"Humam, ambil ranselmu. Kita makan di luar pagi ini."
Di halaman, Bik Minah sedang menyapu dedaunan. Ketika ia melihat Evan menggendong Silvia keluar, raut wajahnya langsung muram.
Baru kemarin, Silvia bersikeras bahwa ia hanyalah Bibi Pak Evan. Sekarang, ia tampak sama sekali tidak peduli dengan penampilannya yang inti mini.
Apa kata orang?
Jika Bu Ranti tahu, hatinya pasti akan hancur.
"Bik Minah, buka pintu mobil," panggil Evan.
Bik Minah berjalan dengan enggan, membuka pintu sambil mendesah.
Evan meliriknya dengan dingin.
"Miranti tidak ada di rumah. Kenapa kamu tidak menyiapkan sarapan pagi ini?"
Bik Minah hendak menjelaskan, tetapi Silvia lebih dulu bicara.
"Evan, kamu tidak suka daun berserakan di mana-mana. Jadi aku sudah meminta Bik Minah untuk menyapu halaman."
Tatapan Evan terpaku sejenak pada Silvia, dalam dan tak terbaca. Ia memang benci melihat halaman yang tertutup dedaunan—itu selalu mengingatkannya pada hari peringatan kematian ibunya.
Begitu Humam masuk ke mobil, Evan langsung pergi.
Bik Minah memperhatikan mobil itu menghilang di jalan masuk, mendesah frustrasi. Ia mengeluarkan ponselnya dan mengirim pesan singkat kepada Miranti.
[Kapan pulang, Bu?]
Miranti bangun pagi-pagi dan langsung pergi ke dapur untuk menyiapkan sarapan. Saat sedang menumis sayuran, ia melirik ponselnya dan melihat pesan Bik Minah. Tiba-tiba ia tersadar—ia tidak sedang berada di rumah mereka.

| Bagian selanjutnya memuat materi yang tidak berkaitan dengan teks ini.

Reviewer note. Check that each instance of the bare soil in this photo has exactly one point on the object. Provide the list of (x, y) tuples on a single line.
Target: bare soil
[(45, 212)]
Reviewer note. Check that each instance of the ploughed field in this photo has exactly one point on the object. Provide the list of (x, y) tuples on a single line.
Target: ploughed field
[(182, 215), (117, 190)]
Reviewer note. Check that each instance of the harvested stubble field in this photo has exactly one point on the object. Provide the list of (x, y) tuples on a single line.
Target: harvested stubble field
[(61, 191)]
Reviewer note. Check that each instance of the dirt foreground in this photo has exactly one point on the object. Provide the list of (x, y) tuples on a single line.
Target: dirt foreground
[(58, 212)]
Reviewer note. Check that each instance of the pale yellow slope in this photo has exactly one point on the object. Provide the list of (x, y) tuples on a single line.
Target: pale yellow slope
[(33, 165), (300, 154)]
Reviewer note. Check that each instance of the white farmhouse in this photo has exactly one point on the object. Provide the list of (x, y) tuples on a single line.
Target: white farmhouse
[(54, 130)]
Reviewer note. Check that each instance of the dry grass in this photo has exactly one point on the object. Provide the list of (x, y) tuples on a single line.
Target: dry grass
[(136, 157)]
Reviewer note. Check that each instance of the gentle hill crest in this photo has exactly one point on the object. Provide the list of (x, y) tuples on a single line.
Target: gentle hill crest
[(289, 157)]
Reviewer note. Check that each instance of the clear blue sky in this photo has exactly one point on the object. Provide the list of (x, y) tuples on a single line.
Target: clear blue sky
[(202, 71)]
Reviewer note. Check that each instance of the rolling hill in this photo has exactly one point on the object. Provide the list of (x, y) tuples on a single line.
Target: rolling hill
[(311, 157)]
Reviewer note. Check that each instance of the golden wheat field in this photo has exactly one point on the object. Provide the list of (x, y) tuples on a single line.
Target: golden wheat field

Ia tak perlu memasak sarapan atau menyiapkan bekal makan siang untuk Humam.
Kebiasaan yang terbentuk selama bertahun-tahun sulit dihilangkan. Ia segera mematikan kompor dan membuang sayuran setengah matang ke tempat sampah.

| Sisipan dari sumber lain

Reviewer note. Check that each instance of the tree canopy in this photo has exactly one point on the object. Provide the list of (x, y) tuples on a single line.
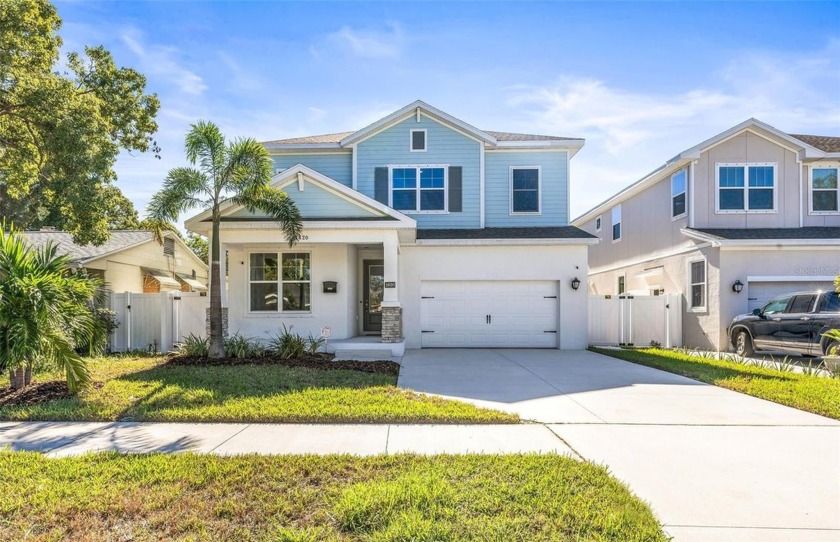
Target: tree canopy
[(62, 127)]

Ia sebenarnya tak pernah pandai memasak.
Setelah neneknya meninggal saat ia berusia dua belas tahun, Miranti bertahan hidup sendiri di panti asuhan, mengandalkan keterampilan melukis yang diajarkan neneknya
untuk mendapatkan sedikit uang. Ia makan apa saja—apa pun yang mengenyangkan karena keadaan di panti sangat sulit saat itu. Apalagi dia bisu dan selalu di tindas oleh penghuni lain.

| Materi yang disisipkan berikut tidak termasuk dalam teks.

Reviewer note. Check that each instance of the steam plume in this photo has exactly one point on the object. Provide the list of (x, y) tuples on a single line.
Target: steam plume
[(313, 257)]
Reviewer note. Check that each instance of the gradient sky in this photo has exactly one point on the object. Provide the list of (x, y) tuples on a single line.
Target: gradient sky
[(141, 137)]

Kemudian ia menyelesaikan SMP dan SMA dalam waktu empat tahun karena aselerasi dan ia mendapatkan beasiswa untuk kuliah, ia menghabiskan sebagian besar uang hasil melukis pada makanan di kantin kampus.
Sementara Evan adalah pria yang berada di puncak piramida—setiap aspek kehidupannya, mulai dari pakaian hingga makanan, mencerminkan seleranya yang sempurna.
Bertekad menjadi istri yang sempurna untuknya, Miranti berusaha menguasai segalanya.
Ketika putra mereka, Humam lahir, ia semakin ingin menjadi seseorang yang dapat merawatnya dengan segala cara.
Sepanjang kehamilannya, Miranti mengasah keterampilan kulinernya dan menuangkan selera gayanya ke dalam dekorasi rumah mereka. Ia mengubah rumah mereka
menjadi surga yang nyaman dan elegan—setiap ruangan bersih, setiap permukaan berkilau.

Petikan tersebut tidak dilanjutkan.